It would be an understatement to say that Yum! Brands' (NYSE: YUM ) KFC chain has had a rough year in China.
It all began on Dec. 18, 2012 when an investigation into KFC's supply chain was prompted by a report broadcast on China's national television, or CCTV. The report showed that some of the poultry farmers which supplied KFC were using excessive levels of antibiotics in their chicken, a violation of Chinese law. In response, the Shanghai FDA, or SFDA, took up an investigation into KFC's poultry-supply management.
On Jan. 25, 2013 the SFDA concluded their investigation and brought no charges against Yum! Brands. However, the damage had already been done. The massive media coverage of the investigation caused KFC's same-store sales in China to plummet 8% in the fourth quarter of 2012.

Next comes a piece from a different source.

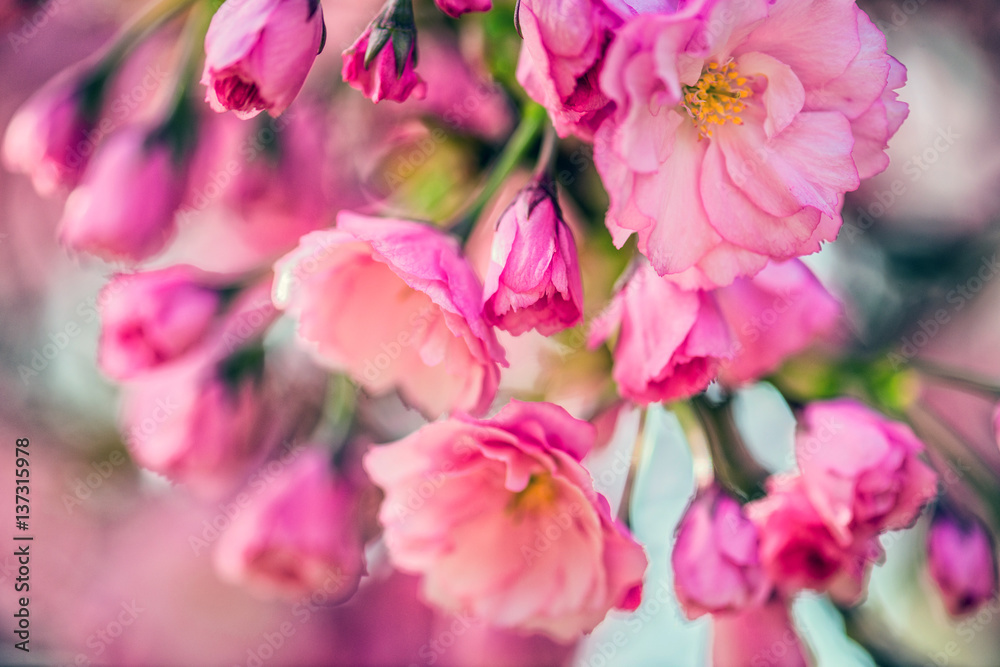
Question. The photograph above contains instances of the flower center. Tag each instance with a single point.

KFC was already looking at a bad 2013 in China when disaster struck in late March. H7N9 bird flu infected 140 people and killed 45. The disease was traced back to chickens, and the resulting media coverage turned public opinion sharply against KFC.
Even though health officials in the country believed that the flu was being passed on by live poultry and not cooked poultry, the prevailing opinion dictated avoiding chicken at all costs. KFC, whose entire menu is based on chicken as the main ingredient in its meals, experienced significant backlash.
In the first quarter of 2013, same-store sales for KFC China declined a stunning 24%. In the second quarter the decline accelerated, with same-store sales falling 26%. Even months after the main strain of the flu had subsided in the third quarter of 2013, KFC China's same-store sales fell 14%.
McDonald's (NYSE: MCD ) , which also offers chicken-based products in China, has also been affected by the bird flu. In January 2013, McDonald's reported a 9.5% decline in same-store sales in its Asia/Pacific, Middle East, and Africa, or APMEA, segment and cited "the residual effects of consumer sensitivity around the recent supply chain issue in the chicken industry."
Since then, the decline has mellowed. In November, the company only reported a 2.3% decline in same-store sales in its APMEA segment.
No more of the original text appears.